Jairam K. P. Vanamala
Venketesh Sivaramakrishnan
Srinivas Mummidi- 1Department of Food Science, Pennsylvania State University, University Park, PA, United States
- 2The Pennsylvania State Hershey Cancer Institute, Penn State Milton S. Hershey Medical Center, Hershey, PA, United States
- 3Disease Biology Lab, Department of Biosciences, Sri Satya Sai Institute of Higher Learning, Prasanthi Nilayam, Andhra Pradesh, India
- 4Department of Health and Behavioral Sciences, Texas A&M University-San Antonio, San Antonio, TX, United States
Editorial on the Research Topic
Integrated multi-omic studies of metabolic syndrome, diabetes and insulin-related disorders: mechanisms, biomarkers, and therapeutic targets
Introduction
Traditional reductionist approaches have been successfully applied to gain knowledge on monogenic disorders and diseases. However, such strategies are inadequate to probe and understand complex diseases like diabetes, metabolic syndrome (MS), and insulin-related disorders, where multiple genes and systems are perturbed. Understanding such intricate interrelationships and crosstalk demands holistic or systems-level integration, which can be achieved through single-omics/integrated multi-omics approaches.
This Research Topic explores how single-omics and integrated multi-omics analyses are transforming our understanding of the complex web of mechanisms, biomarkers, and therapeutic targets in metabolic syndrome, diabetes, and insulin-related disorders. Unlike the reductionist approaches, single-omics/multi-omics techniques offer a holistic view of complex diseases, highlighting their potential to advance personalized medicine significantly and targeted therapies, offering new hope in the fight against these diseases.
The multi-omics approach: a holistic perspective
Multi-omics integrates data from various high-throughput platforms, including genomics (DNA sequences), epigenomics (gene expression regulation), transcriptomics (RNA transcripts), proteomics (proteins), microbiomics (microbial ecosystems), and metabolomics (metabolic byproducts). This comprehensive approach enhances our understanding of diseases and identifies actionable biomarkers and therapeutic pathways. Thus laying the foundation for precision medicine.

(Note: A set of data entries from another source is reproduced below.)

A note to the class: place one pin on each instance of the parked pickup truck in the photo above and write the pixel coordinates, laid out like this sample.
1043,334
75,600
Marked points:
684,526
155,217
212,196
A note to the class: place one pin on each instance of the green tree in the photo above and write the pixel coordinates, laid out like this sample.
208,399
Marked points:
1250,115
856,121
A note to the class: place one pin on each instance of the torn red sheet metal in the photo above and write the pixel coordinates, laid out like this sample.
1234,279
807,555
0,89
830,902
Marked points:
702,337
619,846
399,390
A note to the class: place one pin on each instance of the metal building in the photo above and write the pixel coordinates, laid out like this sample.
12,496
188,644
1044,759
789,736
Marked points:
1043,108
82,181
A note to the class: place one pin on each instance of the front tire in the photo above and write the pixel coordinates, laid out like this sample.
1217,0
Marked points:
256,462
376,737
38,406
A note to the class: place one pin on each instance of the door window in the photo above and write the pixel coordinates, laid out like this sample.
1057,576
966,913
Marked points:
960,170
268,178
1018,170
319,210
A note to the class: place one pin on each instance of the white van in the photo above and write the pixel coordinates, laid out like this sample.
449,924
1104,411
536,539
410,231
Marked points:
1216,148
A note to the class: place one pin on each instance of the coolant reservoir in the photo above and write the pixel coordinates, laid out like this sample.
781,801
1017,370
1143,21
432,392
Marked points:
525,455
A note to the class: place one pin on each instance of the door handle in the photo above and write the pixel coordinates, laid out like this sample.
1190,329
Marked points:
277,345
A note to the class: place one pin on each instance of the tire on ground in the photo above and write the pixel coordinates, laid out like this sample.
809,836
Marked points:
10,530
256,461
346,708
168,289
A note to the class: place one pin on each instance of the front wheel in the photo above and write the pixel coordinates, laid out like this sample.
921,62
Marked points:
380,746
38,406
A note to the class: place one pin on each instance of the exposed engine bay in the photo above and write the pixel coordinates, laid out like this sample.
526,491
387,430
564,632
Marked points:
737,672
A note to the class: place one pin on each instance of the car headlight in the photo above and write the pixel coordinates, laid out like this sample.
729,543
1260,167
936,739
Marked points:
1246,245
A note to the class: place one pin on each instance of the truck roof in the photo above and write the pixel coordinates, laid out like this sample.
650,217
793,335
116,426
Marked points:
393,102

By integrating data across these diverse molecular layers, multi-omics provides an unprecedented ability to uncover the complex interactions and causal mechanisms that drive health and disease. This integrative perspective enables researchers to move beyond isolated insights, unraveling the interconnected networks underlying disease progression and therapeutic responses.
Contributions of single-omics/multi-omics studies to disease understanding
Mechanistic insights and biomarker discovery
Single-omics analysis and multi-omics data integration have played a pivotal role in unraveling the complex pathways associated with metabolic syndrome, diabetes, and related disorders. For example, transcriptomic analyses have uncovered the molecular mechanisms underlying diabetic retinopathy, enabling the identification of potential biomarkers for early detection and intervention. These discoveries advance scientific understanding and improve early disease detection and patient-specific management.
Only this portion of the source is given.